Aynı anda Ulus Birinci Meclis önü
Ulus daha şanslıydı diyebiliriz, kapatılan noktalardan biraz daha mantıklıydı yürüyüş mesafesi. CHP’nin düzenlediği Birinci Meclis önünden Anıtkabir’e yürüyüş, çok daha kalabalık oldu. Hatta bütün kalabalık oradaydı zaten, bayram, o güzergahta kutlandı sanki. O kalabalık geçince ara sokaklar dahil, Anıtkabir’e gidiş yollarından geçişe izin verilmedi.

Bir de yollar, hafriyat kamyonlarıyla kapatılmıştı. Pek hoş bir görüntü değildi darbe girişimini hatırlattığı için. Tankla kutlamaya gelenler olabilir diye düşünüldü belki. Biz daha çok araca kapalı yolun, vatandaşa niye kapatıldığını anlamaya çalışıyorduk.
Neyleyim böyle alayı?
Kızılay’da resmi tören alayı boş caddelere yürüyüş yapıyor, vali yardımcısı ve tuğgeneral seviyesinde temsil edilen devlet, selamlayacak vatandaş arıyor, gaziler, boş caddeye bayrak sallıyordu.
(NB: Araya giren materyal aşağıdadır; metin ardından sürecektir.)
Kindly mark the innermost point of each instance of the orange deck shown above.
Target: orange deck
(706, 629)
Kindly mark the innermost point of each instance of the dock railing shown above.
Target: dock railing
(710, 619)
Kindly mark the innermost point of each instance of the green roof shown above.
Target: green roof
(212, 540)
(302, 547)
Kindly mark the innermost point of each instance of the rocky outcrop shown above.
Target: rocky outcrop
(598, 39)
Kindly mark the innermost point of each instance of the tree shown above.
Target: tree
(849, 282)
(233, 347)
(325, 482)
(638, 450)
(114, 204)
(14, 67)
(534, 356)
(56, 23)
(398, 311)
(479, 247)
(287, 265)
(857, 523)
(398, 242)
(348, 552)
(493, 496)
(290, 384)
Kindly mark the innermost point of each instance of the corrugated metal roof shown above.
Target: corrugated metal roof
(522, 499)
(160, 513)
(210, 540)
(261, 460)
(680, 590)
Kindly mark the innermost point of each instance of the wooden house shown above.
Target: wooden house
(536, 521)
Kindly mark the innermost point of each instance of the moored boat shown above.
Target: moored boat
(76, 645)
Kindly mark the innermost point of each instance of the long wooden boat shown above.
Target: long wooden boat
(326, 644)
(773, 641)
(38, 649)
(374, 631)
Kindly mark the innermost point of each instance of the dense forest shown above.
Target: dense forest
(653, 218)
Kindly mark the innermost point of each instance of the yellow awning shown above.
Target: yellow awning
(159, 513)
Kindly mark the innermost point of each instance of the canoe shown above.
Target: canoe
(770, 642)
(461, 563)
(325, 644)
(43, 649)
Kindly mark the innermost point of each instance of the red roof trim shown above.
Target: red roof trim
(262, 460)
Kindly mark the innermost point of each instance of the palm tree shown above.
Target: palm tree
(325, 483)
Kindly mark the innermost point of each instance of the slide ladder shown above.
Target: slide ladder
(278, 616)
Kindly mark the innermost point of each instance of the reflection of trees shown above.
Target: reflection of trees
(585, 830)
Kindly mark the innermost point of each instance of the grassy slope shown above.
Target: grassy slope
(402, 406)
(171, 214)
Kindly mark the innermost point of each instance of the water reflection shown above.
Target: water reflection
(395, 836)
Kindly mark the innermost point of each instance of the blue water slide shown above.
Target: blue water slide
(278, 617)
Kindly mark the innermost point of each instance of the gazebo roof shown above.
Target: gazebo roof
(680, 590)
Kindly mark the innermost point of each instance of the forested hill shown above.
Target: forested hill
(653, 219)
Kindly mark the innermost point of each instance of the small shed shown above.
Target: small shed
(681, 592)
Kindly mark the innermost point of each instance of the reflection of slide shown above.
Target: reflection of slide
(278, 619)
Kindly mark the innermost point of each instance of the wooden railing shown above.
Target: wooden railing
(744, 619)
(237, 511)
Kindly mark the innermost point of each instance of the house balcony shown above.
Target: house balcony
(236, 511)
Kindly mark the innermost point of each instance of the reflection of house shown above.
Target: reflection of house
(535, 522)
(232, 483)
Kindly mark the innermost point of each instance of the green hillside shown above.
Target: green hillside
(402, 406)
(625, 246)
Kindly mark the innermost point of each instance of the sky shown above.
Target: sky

Törenin provası olsa daha kalabalık olurdu.

Akşam da 7’yi geçiyordu, Atatürk Bulvarı’nda bir ıssızlıkta yürüdük Kuğulu yönünden Kızılay’a. 6’da Birinci Meclis önünden başlayan fener alayı, Sıhhiye civarına bile gelememiş, uzaktan havai fişek sesleri duyuluyordu. Çocukluktan kalan bir coşkuyla izlemeye bayıldığımız fener alayını, beklemek gelmedi içimizden. Cadde boş, bayram fener alayına... Neyleyim vatandaşı olmayan alayı?
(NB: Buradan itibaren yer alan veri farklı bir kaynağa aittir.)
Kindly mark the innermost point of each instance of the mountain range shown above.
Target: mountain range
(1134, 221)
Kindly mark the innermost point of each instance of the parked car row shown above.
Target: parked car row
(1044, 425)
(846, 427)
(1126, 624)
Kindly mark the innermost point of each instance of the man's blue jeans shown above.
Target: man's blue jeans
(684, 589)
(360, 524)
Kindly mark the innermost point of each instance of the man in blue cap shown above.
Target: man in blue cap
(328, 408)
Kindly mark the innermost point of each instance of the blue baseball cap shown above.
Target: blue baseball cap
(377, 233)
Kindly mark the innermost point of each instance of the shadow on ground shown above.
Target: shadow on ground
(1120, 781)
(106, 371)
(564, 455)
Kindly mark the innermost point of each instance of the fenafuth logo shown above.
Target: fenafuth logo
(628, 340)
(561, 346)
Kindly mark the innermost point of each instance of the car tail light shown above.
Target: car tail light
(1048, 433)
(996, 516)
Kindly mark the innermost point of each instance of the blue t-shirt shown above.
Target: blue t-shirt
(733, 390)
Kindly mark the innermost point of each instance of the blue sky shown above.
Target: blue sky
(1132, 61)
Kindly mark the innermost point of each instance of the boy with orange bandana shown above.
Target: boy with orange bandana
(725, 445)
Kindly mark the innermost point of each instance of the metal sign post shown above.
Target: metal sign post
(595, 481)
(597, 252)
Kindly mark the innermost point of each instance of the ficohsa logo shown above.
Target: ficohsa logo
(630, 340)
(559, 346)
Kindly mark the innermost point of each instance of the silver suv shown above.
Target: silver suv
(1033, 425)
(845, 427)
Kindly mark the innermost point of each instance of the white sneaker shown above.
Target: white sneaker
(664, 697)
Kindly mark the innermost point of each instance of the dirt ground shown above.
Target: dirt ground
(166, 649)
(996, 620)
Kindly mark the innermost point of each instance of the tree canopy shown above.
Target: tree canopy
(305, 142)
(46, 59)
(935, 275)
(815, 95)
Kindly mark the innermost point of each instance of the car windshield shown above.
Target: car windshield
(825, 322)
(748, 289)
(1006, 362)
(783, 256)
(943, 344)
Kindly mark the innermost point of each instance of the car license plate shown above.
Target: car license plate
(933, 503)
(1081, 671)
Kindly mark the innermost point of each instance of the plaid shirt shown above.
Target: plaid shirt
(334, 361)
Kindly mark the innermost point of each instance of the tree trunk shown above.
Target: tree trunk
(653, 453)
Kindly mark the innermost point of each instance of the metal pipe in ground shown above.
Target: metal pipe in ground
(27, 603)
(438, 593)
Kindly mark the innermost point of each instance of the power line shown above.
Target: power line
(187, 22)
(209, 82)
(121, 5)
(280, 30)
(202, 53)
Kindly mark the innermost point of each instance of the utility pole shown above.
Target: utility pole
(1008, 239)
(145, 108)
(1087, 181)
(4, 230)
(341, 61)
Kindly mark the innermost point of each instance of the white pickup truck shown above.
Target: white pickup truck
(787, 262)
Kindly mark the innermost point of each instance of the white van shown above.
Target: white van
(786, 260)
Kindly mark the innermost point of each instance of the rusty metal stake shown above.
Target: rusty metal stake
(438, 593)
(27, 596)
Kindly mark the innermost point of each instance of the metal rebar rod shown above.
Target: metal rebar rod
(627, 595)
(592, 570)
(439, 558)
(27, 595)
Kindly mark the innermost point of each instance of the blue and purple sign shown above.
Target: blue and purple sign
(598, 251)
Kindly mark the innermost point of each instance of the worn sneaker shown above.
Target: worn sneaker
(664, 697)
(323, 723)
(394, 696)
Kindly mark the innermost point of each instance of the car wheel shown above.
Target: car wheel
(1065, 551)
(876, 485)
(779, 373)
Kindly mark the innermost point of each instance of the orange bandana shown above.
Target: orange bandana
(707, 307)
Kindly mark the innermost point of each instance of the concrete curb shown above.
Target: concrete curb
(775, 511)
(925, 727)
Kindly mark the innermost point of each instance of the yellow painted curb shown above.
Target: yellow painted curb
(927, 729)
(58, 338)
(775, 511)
Bu acemilik başkasına yarar
Sokağa çıkma yasağı mı vardı bayram mı belli değil. E ama 15 Temmuz’dan sonra demokrasi nöbetleri sırasında çok daha büyük kalabalıklar doldurmamış mıydı bu cadde ve sokakları? Hem de bir gün değil 27 gün. O zaman nasıl alınmıştı güvenlik önlemleri?

Tarihinin en vatandaşsız resmi Cumhuriyet Bayramı törenini yaptı Ankara. 93 yıl sonra böyle bir acemiliği de yaşadık ya hiç bu devletin tarihine yakışmadı. Bir vücut olma zorunda olduğumuz günlerde bu acemilikler, ortalığı bulandırmayı sevenleri sevindirmiştir, bizi üzer sadece.